Belated Congratulations

The second round of the Shakespeare’s New Contemporaries competition, for which I am working on two playscripts at the moment, began accepting submissions on June 1st. (The deadline for submission is August 1st, so I’ve got a little more time for revisions ahead of me.) A few days ago, curious to see if there were any last minute adjustments to the competition I needed to know about, I checked the website of the American Shakespeare Center, the theater sponsoring the competition. There I read that the winners of the first round of the competition had been announced on May 31st. Amy E. Witting’s Anne Page Hates Fun and Mary Elizabeth Hamilton’s 16 Winters or The Bear’s Tale will be produced in 2019, kicking off this series of highly anticipated new plays.

And I thought to myself, why am I only hearing about this now?

Granted, I was traveling to my college reunion on the 31st, and that weekend was too full of carousing for me to have checked the trade papers. But I went back and looked. Though the announcement appeared on the company’s website, there was no similar announcement on Playbill.com or Broadwayworld.com. No press release appeared on the various theater chat boards. Only a handful of tweets. Heck, it turns out I have friends in common with both playwrights (thanks as always to Mark Zuckerberg for help with the snooping), and none of them posted an “OMIGOD CONGRATS” or the like on their Facebook feeds.

I find this surprising, given the fanfare with which all of the outlets I’ve just mentioned trumpeted the initial announcement of this competition last year. Many of my friends have been falling over themselves to come up with scripts for it, and why not? There’s a sizable cash prize, a guaranteed production, and significant bragging rights. And yet, now that we actually have two scripts deemed worthy of being modern contemporaries of Shakespeare, the response seems to be a collective shrug.

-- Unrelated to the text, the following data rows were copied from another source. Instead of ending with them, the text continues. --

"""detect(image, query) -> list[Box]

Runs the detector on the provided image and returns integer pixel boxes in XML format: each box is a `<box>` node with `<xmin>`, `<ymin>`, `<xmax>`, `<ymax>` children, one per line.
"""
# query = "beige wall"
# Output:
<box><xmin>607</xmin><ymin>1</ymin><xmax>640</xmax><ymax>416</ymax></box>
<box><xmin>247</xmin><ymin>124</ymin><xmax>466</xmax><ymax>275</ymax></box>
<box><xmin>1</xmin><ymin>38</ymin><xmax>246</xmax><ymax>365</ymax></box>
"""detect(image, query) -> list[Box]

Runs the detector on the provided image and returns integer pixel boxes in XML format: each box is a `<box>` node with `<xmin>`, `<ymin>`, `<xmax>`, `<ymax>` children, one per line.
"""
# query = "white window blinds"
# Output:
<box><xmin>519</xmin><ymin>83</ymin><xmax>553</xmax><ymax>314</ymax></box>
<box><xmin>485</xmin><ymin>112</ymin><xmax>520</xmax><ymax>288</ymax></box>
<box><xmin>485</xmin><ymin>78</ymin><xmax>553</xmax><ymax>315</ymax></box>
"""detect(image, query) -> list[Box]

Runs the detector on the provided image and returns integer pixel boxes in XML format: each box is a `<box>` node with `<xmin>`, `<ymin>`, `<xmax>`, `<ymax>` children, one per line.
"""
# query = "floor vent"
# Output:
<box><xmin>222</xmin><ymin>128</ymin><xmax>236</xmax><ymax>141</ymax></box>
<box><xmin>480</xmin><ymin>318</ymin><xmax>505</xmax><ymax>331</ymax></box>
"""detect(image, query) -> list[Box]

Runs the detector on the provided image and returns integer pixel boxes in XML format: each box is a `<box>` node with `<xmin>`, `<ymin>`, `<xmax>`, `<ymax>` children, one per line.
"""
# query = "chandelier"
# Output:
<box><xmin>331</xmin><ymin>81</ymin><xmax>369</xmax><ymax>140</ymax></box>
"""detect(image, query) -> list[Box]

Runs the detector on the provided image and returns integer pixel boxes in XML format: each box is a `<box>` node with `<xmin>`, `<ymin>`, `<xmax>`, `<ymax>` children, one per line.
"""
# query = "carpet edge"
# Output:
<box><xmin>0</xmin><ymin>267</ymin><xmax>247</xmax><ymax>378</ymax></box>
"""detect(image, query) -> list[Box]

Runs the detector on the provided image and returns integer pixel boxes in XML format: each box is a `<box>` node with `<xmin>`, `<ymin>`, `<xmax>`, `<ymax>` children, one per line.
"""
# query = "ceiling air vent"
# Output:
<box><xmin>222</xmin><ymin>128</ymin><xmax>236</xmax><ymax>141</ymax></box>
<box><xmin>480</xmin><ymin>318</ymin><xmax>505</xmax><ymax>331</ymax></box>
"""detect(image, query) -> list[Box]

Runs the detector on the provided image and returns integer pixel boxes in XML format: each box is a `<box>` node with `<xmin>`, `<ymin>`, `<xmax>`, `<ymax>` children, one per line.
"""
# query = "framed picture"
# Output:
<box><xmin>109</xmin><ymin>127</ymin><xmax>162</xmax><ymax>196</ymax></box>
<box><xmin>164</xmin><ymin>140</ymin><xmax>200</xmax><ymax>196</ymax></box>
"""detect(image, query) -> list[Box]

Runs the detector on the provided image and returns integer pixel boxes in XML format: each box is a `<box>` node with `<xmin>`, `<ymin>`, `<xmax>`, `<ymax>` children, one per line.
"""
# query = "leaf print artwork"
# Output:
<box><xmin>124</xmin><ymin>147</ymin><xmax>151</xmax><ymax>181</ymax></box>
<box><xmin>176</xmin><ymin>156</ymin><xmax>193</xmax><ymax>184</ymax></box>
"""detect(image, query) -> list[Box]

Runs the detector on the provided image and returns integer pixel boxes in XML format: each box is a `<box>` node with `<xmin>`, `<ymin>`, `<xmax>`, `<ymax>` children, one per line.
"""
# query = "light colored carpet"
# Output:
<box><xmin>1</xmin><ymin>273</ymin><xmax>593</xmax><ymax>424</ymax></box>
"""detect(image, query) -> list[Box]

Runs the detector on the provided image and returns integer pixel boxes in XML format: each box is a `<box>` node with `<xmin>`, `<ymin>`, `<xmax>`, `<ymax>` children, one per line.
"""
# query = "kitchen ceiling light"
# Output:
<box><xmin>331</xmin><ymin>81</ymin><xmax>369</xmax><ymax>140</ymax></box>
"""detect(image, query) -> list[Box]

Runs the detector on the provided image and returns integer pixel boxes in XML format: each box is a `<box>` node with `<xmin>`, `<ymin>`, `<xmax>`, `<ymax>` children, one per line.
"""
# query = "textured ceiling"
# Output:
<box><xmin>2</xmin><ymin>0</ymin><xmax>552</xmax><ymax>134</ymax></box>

This is far from the only such example. A number of major playwriting awards with major prizes attached have been established over the past few years, and they fit the same pattern. Significant coverage of the announcement of the prize, followed by minimal or nonexistent coverage at best. Things change if the plays go on to further production – Aleesha Harris' Is God Is, for instance, won the 2016 Relentless Award and is currently playing at Soho Rep.  The reviews of the current production mention the award – but in 2016, when the news of the award was announced, the announcement barely registered.

If you’re trying to solicit great new American plays, how exactly does it help not to shout from the rooftops when you find them?

For make no mistake, they’re out there to be found. That might seem like a strange statement today, as we’re all waking up from watching last night’s Tony Awards; only one new American play was nominated for anything major, and it lost to Harry Freakin’ Potter.  (And don't feel bad if you don't remember who wrote any of those, because they barely announced the names of the authors.) . But bubbling under, in small theaters all over the nation, is an immense amount of exciting new work – which is being studiously ignored. Commercial producers have got it into their heads that only the splashiest and most basic of pre-existing properties are viable. And that’s an unpleasant fact of the business, but one that we can work around. One that we are working around, with competitions like Shakespeare’s New Contemporaries.

It would help immeasurably if we started noticing.